“We’re breaking new ground here. It’s hard to write a plan for a catastrophic event that has no precedent, which is what this was,” [Admiral Thad] Allen said….
Volcanoes, floods, tornadoes, water infrastructure failure, pipe bombs in microwave ovens, propane tanks and fireworks cobbled together in an improvised SUV device, and the slow-moving dirty bomb that is the British Petroleum spill.
Yes, we are breaking new ground here. The sheer number of incidents that can be linked to homeland security (I learned today that the weather in space may be a FEMA responsibility) combined with means of communicating fact and rumor at almost quantum speed has turned “the march toward complexity” into a sprint.
David Segal’s April 30, 2010 essay on Making Sense of Complexity notes “Complexity used to signify progress…. Now complexity lurks behind the most expensive and intractable issues of our age. It’s the pet that grew fangs and started eating the furniture.”
The essay makes a distinction between something that is complicated and something complex.
One can figure out the complicated because it tends to adhere to knowable cause and effect relationships. That’s not as easy to do with complex issues, where cause-and-effect is often known only after the fact, and generally is unrepeatable. Whatever the cause of the British Petroleum spill, it is not likely to be repeated — at least not in the same way.
Joshua Cooper Ramo’s book “The Age of the Unthinkable,” is precisely about the kinds of inevitable surprises our exponentially interconnected world has in store for us.
Segal concludes his essay with the somewhat dispiriting conclusion that “complexity has a way of defeating good intentions. As we clean up these messes, there is no point in hoping for a new age of simplicity. The best we can do is hope the solutions are just complicated enough to work.”
Ramo is as realistic as Segal in his analysis of the problem, but more optimistic about what to do. He argues we need to be as complex as the world we live in.
“In a world that is changing fast, we need a grand strategy that’s capable of the sort of rapid change the world itself produces, because much of what we have to confront will be the things that have never occurred to us before.”
Another book — Kegan and Leahy’s “Immunity to Change” — describes in some detail the mental capacity leaders need to meet that confrontation. It essentially involves a switch away from learning how to lead, toward leading in a way that allows one to learn how to engage with these “things that have never occurred to us before.”
But back to Ramo.
In a very readable, almost New Yorker like book, he describes the causes and consequences of living in this new “age of the unthinkable.” He introduces the idea of deep security.
“Such a world demands a whole new way of composing a grand strategic view.
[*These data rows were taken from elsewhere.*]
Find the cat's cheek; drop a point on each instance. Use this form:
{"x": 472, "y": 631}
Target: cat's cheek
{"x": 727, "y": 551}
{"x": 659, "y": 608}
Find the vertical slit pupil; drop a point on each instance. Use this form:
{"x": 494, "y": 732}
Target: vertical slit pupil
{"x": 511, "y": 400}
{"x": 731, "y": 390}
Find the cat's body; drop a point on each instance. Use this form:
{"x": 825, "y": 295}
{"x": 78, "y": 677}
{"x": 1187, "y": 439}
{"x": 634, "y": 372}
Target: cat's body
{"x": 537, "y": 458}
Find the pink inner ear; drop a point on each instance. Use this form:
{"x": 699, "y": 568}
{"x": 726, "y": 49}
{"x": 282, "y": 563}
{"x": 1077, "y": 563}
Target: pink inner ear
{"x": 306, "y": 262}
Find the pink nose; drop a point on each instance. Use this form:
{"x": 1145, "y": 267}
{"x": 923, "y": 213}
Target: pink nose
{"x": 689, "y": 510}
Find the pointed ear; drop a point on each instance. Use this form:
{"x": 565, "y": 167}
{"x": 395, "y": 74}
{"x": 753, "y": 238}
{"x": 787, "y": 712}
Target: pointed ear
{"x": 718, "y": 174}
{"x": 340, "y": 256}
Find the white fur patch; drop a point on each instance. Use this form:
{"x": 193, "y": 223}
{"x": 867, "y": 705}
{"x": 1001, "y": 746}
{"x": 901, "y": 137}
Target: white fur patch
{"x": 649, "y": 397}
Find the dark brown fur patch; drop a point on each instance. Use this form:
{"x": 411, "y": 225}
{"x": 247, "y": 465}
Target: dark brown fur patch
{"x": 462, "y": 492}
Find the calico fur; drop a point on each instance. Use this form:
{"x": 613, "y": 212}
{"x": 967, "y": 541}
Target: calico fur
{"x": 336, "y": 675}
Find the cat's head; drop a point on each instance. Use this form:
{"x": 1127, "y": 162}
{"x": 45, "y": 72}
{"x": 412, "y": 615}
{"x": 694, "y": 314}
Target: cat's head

I call this new approach “deep security” because it is about mastering the forces at work deep inside our sandpile world. [You will have to read the book to understand the appropriateness of Per Bak's sandpile metaphor. ] Deep security doesn’t answer all of our questions about the future. Indeed, it’s predicated on the idea that we don’t have all the answers and, in fact, can’t even anticipate many of the questions. What it is instead is a way of seeing, thinking, and of acting that accepts growing complexity and ceaseless newness as givens — and, used properly, our best allies. Deep security creates a context in which all of the change we now need and are planning for can make sense, can be as adaptive and flexible as the world we inhabit. Instead of starting with a view of how we want the world to be and then jamming that view into place, we start more reasonably with a picture of how the world is.”
This weekend the picture of how the world is — at least from a homeland security perspective — seemed unusually messed up. Tonight, the oil slick continues its slow moving invasion toward our southern coast, millions of Boston area residents have to learn how to make do without safe water, Mississippi and Tennessee residents start recovering from yet another weather assault, and New York City knows it will be attacked again.
Ramo — like Segal– believes a growing number of people are “aware that something dramatic is happening to the world around us. The people and institutions we might once have relied on to rescue us can’t.”
Who can we rely on?
Ramo answers with a question: “This age, what does it demand of me?”